University of Cambridge > > Computer Laboratory Systems Research Group Seminar > Firmament: fast, centralized cluster scheduling at scale

Firmament: fast, centralized cluster scheduling at scale

Add to your list(s) Download to your calendar using vCal

If you have a question about this talk, please contact Liang Wang.

Scheduling tasks on “warehouse-scale” clusters is a challenging undertaking: thousands of tasks must cleverly and rapidly be placed in order to achieve high utilization and good application-level performance. Centralized data-center schedulers make high-quality placement decisions, but they come at the cost of high decision latency at scale, which degrades response time for interactive jobs. Distributed schedulers, by contrast, make low-latency decisions at scale, but are restricted to simple algorithms and can make poor decisions as a result.

In this talk, I present Firmament, a centralized scheduler that scales to tens of thousands of machines at sub-second latency, even though it performs a computationally expensive min cost flow optimization.

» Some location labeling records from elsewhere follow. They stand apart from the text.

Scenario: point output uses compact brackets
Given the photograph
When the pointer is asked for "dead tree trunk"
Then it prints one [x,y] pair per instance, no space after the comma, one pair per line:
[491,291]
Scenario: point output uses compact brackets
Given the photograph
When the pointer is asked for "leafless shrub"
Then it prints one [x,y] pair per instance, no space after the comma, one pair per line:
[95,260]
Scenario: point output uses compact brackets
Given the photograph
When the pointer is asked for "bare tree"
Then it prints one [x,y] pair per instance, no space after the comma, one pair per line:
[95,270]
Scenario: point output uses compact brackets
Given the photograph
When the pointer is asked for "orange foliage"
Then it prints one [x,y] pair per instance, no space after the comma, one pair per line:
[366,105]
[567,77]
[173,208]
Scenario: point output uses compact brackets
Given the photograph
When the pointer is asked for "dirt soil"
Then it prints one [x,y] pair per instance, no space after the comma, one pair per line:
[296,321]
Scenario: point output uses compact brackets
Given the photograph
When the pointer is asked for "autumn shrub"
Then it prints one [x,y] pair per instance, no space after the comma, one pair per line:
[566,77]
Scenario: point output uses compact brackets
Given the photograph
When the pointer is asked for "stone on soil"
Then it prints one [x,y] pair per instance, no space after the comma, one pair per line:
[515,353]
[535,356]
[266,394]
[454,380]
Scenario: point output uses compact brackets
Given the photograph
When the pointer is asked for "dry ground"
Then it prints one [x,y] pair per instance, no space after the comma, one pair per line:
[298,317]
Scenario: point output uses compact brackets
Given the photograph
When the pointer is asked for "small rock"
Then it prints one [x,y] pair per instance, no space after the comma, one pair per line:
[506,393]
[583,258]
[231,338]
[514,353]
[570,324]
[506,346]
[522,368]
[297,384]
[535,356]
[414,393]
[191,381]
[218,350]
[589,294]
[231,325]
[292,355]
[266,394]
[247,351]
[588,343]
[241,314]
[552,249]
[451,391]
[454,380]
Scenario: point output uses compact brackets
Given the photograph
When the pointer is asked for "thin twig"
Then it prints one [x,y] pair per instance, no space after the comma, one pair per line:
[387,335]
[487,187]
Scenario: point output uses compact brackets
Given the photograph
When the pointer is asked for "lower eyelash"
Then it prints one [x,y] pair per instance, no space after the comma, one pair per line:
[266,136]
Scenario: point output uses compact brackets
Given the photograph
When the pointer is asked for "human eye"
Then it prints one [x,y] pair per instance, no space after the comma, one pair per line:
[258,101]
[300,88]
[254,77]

To achieve this, Firmament automatically chooses between different min-cost flow algorithms, solves the optimization problem incrementally when possible, and applies problem-specific optimizations to common min-cost flow algorithms.

Our experiments with a Google workload trace from a 12,500-machine cluster show that Firmament places tasks in hundreds of milliseconds, improving decision latency by more than 10x over Quincy, a similar prior scheduler. Moreover, since Firmament can efficiently solve large optimization problems, it supports novel scheduler features that would otherwise be too expensive. Firmament outperforms state-of-the-art distributed schedulers in placement quality without an increase in scheduling decision latency for common industry workloads.

This talk is part of the Computer Laboratory Systems Research Group Seminar series.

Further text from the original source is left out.